We are developing algorithms for data analytics using high-end servers and we are making software tools that implement the data analytics algorithms we developed using machine learning, data-mining, and statistical analysis.
The machine learning algorithms we are using to develop the data analytics algorithms include non-negative matrix factorization (NMF) ,  and support vector machine (SVM)  to find hidden rules among big data and to make classifiers using training data. We are developing data analytics algorithms for unstructured data such as Twitter data and syslog data using natural language processing techniques including Japanese language morphological analysis and syntactic analysis techniques based on word-classification and clustering methods. We have implemented a real-time Twitter analytic tool using the online machine learning framework Jubatus  for pre-processing and an SVM type machine learning algorithm.
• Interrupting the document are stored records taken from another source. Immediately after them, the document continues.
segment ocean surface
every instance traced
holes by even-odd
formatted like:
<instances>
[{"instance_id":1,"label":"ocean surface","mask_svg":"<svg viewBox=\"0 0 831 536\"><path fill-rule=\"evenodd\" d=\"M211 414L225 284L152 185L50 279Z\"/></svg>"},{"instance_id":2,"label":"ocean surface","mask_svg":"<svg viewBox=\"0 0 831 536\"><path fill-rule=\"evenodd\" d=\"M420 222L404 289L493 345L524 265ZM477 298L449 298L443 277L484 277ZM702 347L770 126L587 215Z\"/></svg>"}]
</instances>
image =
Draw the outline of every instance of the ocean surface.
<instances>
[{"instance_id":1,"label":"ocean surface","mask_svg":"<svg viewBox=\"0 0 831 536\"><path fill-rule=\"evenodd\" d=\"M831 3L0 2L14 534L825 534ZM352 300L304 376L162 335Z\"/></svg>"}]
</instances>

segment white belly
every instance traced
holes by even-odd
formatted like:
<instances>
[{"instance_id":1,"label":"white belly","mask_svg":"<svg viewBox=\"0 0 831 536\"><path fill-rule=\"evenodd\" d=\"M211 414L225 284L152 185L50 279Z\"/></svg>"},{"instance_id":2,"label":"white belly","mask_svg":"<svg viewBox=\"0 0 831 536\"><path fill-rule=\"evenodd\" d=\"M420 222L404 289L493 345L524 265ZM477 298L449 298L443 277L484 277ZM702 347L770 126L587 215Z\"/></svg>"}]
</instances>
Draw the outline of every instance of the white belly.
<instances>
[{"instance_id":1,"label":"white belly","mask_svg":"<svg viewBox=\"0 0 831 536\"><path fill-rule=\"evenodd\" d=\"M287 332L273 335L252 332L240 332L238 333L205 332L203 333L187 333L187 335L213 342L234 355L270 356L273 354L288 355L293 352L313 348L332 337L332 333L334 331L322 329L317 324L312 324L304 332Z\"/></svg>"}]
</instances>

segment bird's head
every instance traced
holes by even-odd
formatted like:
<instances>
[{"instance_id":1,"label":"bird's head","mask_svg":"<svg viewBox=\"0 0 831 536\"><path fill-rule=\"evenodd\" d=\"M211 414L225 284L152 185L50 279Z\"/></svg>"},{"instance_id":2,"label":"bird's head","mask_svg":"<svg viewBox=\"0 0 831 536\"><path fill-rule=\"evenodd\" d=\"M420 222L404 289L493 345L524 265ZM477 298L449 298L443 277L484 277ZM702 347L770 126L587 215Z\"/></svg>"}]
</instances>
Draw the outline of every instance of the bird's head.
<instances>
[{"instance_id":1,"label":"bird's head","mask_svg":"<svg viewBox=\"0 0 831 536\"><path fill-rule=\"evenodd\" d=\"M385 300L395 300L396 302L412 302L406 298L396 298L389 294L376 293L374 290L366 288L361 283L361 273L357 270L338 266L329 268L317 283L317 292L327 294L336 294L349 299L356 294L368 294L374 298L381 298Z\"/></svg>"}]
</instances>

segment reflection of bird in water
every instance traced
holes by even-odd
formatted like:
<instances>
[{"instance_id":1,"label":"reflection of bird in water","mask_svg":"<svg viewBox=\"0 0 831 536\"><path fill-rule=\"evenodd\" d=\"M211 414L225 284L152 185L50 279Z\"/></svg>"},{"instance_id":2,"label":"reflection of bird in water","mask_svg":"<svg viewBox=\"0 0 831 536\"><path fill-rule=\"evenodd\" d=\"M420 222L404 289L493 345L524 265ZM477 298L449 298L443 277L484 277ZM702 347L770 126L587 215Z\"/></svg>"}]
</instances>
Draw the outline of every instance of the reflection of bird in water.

Traffic is becoming more and more complex. We need to capture the entire data of packets and analyze them. The amount of data can be quite huge even for a short period. To cope with this, we use a software framework for data-intensive distributed applications such as Hadoop. We are implementing our algorithms using the MapReduce programming model for parallel processing of huge data.
5.2 Platform for data analytics
We are conducting our R&D efforts by applying big-data analytics technologies to traffic and network management data.
Real data is crucial for these R&D efforts. We collaborate with business units including network planning and engineering, and network operations in conducting R&D efforts. Traffic and network management data are measured and collected by the business units. We analyze those data in the R&D labs. We verify the analytic results through discussions with operators and engineers in the business units.
We establish analytics methodologies through the above-mentioned R&D process and transfer them to the business units so that they can apply those methodologies in their operation processes. The R&D outcome, in the form of technical documents, operation manuals, and software tools and engines built into the operation systems, thus contributes to the business process innovations achieved in the business units.
R&D efforts for big data analytics technologies require cross-domain expertise including database technologies such as Hadoop and data warehousing, and analytics technologies such as machine learning, data mining, and statistical analysis. We are collaborating on these technologies with other departments in NTT labs to conduct our R&D efforts.
We expect that our data-driven approach using big data analytics technologies for traffic and network management data will continue to evolve and will contribute to producing a wide range of R&D outcomes. We will continue collaborating with our business units and other R&D departments to conduct our R&D efforts that exploit cutting-edge technologies developed in our R&D labs.